O “ônus” a que se refere o acórdão, aquele ônus “que todo ser humano tem que aprender a suportar por viver numa sociedade tecnológica, frenética e massificada, sob pena da convivência social ficar insuportável”, é a existência de tratamento de dados sem qualquer regulamentação, sem freios e sem controles. Melhor dizendo: é a normalização desse tratamento indisciplinado. É atribuição de “normalidade” a práticas como o spam de e-mail, as robochamadas (ou robocalls, para os anglófilos), as práticas abusivas no teleatendimento ativo (ou telemarketing outbound, para os anglófilos).

Com dois parágrafos, o acórdão dá a entender que de pouco ou nada servem as normas fundamentais relativas à proteção de dados constantes na Constituição Federal, no Código de Defesa do Consumidor, no Marco Civil da Internet, na LGPD, nas normas técnicas da “família” ISO 27000. Pode não ter sido a intenção, pois o texto é formulaico e repete um padrão constante em inúmeros julgamentos relativos a spam e ligações abusivas, mas a mensagem implícita é essa.

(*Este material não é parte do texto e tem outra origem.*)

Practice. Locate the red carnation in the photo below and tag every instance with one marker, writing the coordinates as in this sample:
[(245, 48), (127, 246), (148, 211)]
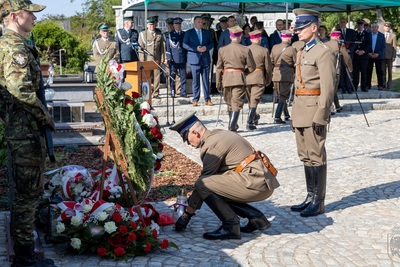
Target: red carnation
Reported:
[(119, 252), (123, 229), (135, 95), (148, 247), (132, 237), (157, 165), (155, 131), (133, 225), (117, 217), (144, 112), (155, 234), (101, 252), (164, 244)]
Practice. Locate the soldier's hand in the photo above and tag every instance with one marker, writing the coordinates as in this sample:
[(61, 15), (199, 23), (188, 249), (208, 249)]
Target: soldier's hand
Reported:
[(318, 128)]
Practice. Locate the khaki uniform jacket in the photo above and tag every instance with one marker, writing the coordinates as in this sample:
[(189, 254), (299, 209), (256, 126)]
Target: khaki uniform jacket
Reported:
[(317, 67), (283, 58), (155, 45), (391, 43), (101, 48), (263, 62), (222, 151), (234, 56), (333, 44)]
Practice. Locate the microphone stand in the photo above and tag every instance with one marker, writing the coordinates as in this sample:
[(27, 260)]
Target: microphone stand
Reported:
[(163, 67)]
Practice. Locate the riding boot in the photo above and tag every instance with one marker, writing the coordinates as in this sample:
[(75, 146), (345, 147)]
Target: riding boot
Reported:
[(317, 205), (250, 120), (233, 121), (25, 256), (278, 113), (230, 228), (308, 170), (257, 220), (183, 221), (286, 111)]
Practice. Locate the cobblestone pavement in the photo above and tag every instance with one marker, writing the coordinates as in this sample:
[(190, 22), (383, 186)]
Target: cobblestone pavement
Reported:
[(362, 203)]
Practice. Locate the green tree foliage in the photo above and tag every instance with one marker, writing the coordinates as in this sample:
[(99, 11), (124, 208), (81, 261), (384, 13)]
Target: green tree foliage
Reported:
[(50, 37)]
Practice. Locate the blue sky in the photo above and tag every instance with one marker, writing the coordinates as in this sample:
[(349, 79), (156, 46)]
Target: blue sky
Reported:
[(58, 7)]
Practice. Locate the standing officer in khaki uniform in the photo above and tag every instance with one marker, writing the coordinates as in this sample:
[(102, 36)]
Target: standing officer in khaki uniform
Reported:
[(231, 177), (315, 86), (233, 60), (104, 45), (283, 57), (153, 41), (259, 78), (24, 117)]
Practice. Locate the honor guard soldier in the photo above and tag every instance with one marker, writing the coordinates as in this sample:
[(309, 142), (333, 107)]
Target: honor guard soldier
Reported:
[(153, 41), (315, 87), (283, 57), (124, 38), (228, 159), (104, 45), (234, 60), (176, 56), (24, 118), (259, 78)]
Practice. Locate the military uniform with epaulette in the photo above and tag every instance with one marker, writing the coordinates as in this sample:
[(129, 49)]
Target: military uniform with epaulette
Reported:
[(314, 90)]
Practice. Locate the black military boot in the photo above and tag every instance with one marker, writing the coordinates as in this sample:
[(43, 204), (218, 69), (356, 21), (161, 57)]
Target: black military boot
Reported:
[(308, 170), (257, 220), (230, 228), (183, 221), (278, 113), (317, 205), (233, 121), (250, 120), (25, 256)]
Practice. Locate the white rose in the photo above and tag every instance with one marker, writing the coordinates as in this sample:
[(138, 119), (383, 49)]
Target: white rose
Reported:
[(76, 243), (110, 227), (102, 216), (76, 220), (145, 105), (60, 227), (149, 120)]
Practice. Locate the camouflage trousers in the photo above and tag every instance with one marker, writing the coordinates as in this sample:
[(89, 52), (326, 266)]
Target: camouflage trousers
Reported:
[(26, 165)]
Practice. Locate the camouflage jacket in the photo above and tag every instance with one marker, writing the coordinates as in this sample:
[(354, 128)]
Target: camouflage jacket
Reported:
[(20, 77)]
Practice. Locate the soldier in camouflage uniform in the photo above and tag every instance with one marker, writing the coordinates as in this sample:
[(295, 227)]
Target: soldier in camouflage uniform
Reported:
[(24, 116)]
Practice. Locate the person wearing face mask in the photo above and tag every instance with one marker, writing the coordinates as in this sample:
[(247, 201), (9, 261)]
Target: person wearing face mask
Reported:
[(24, 116)]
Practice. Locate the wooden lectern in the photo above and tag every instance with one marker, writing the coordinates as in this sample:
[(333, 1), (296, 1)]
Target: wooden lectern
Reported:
[(134, 75)]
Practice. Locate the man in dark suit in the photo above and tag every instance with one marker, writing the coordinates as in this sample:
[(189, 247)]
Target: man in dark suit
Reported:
[(349, 37), (275, 37), (124, 38), (198, 42), (360, 61), (376, 55), (176, 56)]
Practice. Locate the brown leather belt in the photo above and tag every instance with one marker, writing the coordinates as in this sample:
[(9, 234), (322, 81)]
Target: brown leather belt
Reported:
[(232, 69), (254, 156), (307, 91)]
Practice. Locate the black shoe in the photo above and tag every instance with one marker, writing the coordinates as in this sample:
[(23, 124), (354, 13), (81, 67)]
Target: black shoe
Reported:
[(224, 232), (261, 223), (183, 221)]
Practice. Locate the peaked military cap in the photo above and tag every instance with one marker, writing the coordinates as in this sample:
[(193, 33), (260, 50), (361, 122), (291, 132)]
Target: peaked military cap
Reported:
[(223, 19), (7, 6), (128, 19), (235, 31), (178, 20), (304, 17), (182, 126), (103, 26)]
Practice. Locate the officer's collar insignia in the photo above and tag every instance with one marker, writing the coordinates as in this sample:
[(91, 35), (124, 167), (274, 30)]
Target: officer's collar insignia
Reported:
[(20, 58)]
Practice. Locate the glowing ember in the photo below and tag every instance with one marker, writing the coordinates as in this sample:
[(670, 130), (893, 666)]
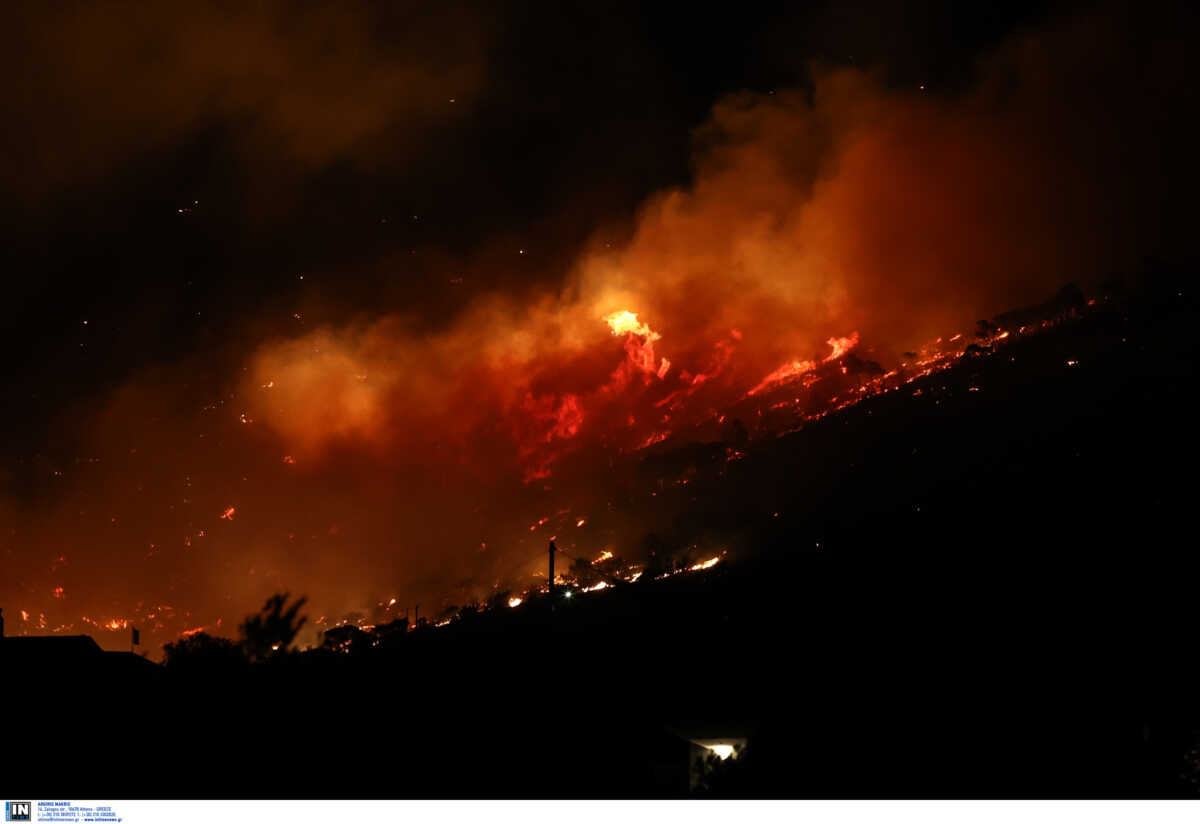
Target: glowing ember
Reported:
[(841, 346), (627, 323), (786, 373)]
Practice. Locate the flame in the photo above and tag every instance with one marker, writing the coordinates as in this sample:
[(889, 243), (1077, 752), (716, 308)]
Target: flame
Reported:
[(627, 323), (784, 374), (841, 346)]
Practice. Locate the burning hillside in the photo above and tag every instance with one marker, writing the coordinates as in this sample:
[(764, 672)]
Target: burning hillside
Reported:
[(831, 244)]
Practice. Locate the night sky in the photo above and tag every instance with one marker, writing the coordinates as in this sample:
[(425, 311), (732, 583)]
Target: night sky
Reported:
[(409, 214)]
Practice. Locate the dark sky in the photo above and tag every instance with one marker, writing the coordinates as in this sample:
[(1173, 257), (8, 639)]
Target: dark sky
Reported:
[(564, 118)]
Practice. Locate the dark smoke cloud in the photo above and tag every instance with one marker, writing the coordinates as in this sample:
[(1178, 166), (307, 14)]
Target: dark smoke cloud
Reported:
[(297, 85)]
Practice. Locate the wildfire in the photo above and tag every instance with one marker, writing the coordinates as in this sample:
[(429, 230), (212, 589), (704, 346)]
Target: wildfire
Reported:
[(627, 323), (841, 346), (705, 565), (786, 373)]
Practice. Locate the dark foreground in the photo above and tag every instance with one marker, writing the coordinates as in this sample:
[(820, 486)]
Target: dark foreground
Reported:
[(966, 594)]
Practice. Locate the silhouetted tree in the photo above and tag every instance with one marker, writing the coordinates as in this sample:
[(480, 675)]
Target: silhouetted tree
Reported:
[(274, 629)]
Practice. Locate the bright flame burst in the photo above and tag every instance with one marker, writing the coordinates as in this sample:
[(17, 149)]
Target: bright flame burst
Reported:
[(627, 323)]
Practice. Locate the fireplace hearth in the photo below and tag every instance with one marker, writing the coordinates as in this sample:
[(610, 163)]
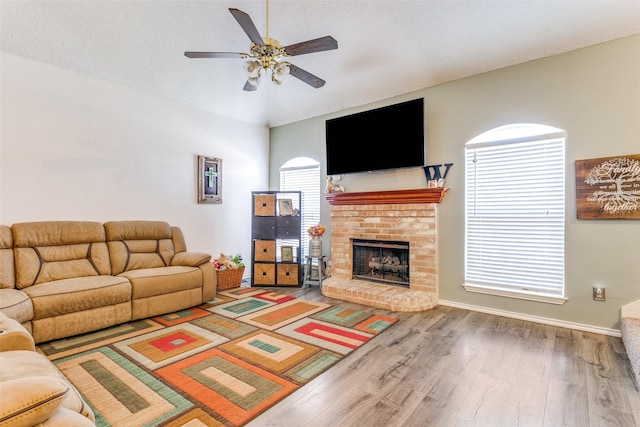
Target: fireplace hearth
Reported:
[(381, 261), (406, 217)]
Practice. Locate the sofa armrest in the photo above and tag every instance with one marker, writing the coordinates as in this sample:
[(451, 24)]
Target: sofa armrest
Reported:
[(190, 259), (13, 336)]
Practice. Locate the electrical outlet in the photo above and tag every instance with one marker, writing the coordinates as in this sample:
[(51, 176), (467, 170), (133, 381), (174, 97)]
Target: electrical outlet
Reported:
[(598, 293)]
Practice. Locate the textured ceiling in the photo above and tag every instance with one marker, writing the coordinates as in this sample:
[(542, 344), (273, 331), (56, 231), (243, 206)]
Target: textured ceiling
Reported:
[(386, 48)]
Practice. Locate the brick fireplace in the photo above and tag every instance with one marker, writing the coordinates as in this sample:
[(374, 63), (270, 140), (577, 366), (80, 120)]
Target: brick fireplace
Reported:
[(403, 215)]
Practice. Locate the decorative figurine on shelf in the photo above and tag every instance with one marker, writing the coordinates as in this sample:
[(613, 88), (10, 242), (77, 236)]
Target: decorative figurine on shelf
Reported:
[(329, 187), (333, 185), (435, 177), (315, 244)]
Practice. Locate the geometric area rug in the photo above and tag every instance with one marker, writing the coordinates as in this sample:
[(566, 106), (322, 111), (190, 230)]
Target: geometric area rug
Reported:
[(219, 364)]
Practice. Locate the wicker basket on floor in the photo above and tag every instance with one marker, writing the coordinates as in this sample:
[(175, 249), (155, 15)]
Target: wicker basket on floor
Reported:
[(228, 278)]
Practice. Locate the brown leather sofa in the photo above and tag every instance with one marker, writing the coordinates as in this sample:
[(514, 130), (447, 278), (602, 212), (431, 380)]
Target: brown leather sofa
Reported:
[(34, 391), (64, 278)]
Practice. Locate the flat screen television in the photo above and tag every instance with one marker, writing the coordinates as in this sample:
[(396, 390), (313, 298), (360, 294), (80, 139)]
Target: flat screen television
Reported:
[(390, 137)]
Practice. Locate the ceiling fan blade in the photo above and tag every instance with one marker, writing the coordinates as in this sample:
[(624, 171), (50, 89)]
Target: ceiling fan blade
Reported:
[(306, 76), (247, 25), (214, 55), (310, 46), (249, 87)]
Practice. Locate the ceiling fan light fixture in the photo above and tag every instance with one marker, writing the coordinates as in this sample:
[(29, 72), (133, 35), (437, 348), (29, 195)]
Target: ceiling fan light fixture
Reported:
[(280, 71), (253, 68)]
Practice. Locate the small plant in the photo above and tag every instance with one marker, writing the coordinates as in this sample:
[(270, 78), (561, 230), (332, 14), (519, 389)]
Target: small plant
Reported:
[(228, 263)]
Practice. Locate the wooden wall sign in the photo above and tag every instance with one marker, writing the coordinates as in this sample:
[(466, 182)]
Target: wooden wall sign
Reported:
[(608, 188)]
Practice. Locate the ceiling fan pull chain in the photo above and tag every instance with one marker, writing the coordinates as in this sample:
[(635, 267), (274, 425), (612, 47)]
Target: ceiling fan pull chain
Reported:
[(267, 19)]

Implicitamente, esses dois parágrafos declaram baldado todo o esforço dos profissionais da proteção de dados, de operadores do direito e dos cidadãos para a construção de um ecossistema digital respeitador dos direitos humanos, do livre desenvolvimento da personalidade, da dignidade e do exercício da cidadania em meios digitais; da liberdade de expressão, de informação, de comunicação e de opinião; da pluralidade e da diversidade; da abertura e da colaboração; da livre iniciativa, da livre concorrência e da defesa do consumidor; da proteção e respeito à privacidade; da inviolabilidade da intimidade, da honra e da imagem; da proteção dos dados pessoais; da autodeterminação informativa; da responsabilização dos agentes de acordo com suas atividades; do bem-estar físico e psicológico; enfim, de todos os princípios, diretrizes e fundamentos do marco legal da proteção de dados no Brasil.

Não é um bom caminho.

O que está por vir no “caso Cyrella”

Ao que tudo indica, no “caso Cyrella” o autor da ação deve recorrer da decisão do Tribunal de Justiça de São Paulo. Solidarizo-me, mesmo à distância, com a irresignação do autor. Num caso pioneiro como este (ou leading case, como talvez queiram os anglófilos), é menos importante o resultado individualmente considerado, e mais relevante sua repercussão geral.

Se restaurada a condenação original, será alargado o caminho para que outros consumidores possam frear os abusos que, por serem “de pequena monta” costumam ser desconsiderados pelos tribunais – ou, melhor dizendo, tratados como “meros aborrecimentos”.

Se mantida a reforma da sentença para derrubar a condenação original, serão necessárias novas investidas judiciais contra estes abusos – agora sem a justificativa de que a LGPD “ainda não entrou em vigor”.

Aguardemos, então, novas notícias sobre o caso.